Ferts: Daily 3 ml Brighty K + 3 ml Step 2, water change weekly 40% with ECA (20 drops).

My daily routine is very basic, I just add the fertilizer : ADA Brighty K and Step1; and also minor trimming of Rotala rotundifolia as needed, no more than a few minutes daily.

Weekly 40% water changes, of mostly RO water, because my local water supply has very high GH / KH values. At water change I also take the opportunity to perform the layout pruning if needed.

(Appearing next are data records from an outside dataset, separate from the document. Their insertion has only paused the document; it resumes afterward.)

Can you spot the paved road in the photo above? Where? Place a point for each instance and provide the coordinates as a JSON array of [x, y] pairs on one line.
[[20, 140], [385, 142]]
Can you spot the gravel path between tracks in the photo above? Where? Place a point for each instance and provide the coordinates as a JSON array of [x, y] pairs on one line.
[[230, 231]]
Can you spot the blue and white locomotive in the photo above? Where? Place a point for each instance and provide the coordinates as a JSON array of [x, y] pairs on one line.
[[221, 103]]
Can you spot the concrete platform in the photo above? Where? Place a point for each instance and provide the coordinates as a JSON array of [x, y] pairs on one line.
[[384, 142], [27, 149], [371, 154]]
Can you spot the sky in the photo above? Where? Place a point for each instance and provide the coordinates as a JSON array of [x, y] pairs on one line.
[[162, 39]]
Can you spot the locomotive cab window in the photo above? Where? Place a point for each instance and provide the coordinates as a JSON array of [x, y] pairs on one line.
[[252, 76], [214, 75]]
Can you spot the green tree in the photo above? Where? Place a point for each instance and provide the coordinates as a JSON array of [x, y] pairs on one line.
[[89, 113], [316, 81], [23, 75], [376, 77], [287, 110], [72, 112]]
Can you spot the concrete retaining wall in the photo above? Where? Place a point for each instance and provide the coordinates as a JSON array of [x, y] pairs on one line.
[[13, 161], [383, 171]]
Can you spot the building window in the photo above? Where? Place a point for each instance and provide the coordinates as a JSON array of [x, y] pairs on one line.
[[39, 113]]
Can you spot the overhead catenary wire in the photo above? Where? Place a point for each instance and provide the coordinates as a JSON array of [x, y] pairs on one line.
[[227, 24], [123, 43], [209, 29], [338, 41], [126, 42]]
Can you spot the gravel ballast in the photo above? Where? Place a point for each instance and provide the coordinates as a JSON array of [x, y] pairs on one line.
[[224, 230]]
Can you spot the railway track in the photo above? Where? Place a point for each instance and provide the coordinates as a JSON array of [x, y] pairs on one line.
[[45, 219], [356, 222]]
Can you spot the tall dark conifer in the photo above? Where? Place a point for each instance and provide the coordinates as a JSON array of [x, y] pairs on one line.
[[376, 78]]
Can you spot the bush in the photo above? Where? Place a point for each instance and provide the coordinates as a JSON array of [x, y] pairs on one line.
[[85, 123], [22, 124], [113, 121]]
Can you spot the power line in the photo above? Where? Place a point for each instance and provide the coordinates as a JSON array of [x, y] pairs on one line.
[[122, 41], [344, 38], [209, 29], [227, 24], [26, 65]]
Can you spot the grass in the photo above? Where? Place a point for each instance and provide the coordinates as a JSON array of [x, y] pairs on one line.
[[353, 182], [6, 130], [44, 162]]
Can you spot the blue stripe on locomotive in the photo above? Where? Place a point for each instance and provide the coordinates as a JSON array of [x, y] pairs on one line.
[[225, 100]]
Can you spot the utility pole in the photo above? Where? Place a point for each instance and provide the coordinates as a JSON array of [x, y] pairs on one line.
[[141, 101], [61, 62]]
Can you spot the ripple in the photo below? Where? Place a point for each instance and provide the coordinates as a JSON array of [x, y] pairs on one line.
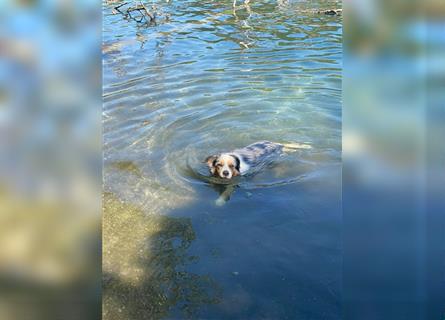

I clean the filters monthly. For convenience each filter can be cleaned separately with one week between each, so there is no big stress on the filter bacterial colony.

*Plants*

















Ludwigia Brevipes, Ludwigia Arcuata, Lilaeopsis Brasilensis, Microsorum Narrow leaf, rotala Rotundifolia, Rotala Sp. Green, Cryptocoryne Wenditti Mi oya, Cryptocoryne Wenditti Tropica, Cryptocoryne Wenditti Green.

*Fauna*










In this layout, I've selected species with a stocky body. I consider the fish a vital part in a layout; a good choice will make the end result better.

The selected species are:
Hyphesobrycon Sweglesi (Red Phantom), Hyphesobrycon Megalopterus (Black Phantom), Hyphesobrycon Amandae (Ambar Tetra ), Hyphesobrycon Flameus, Hyphesobrycon Herbertaxelrodi, Hyphesobrycon Roseus,Crossocheilus Siamensis.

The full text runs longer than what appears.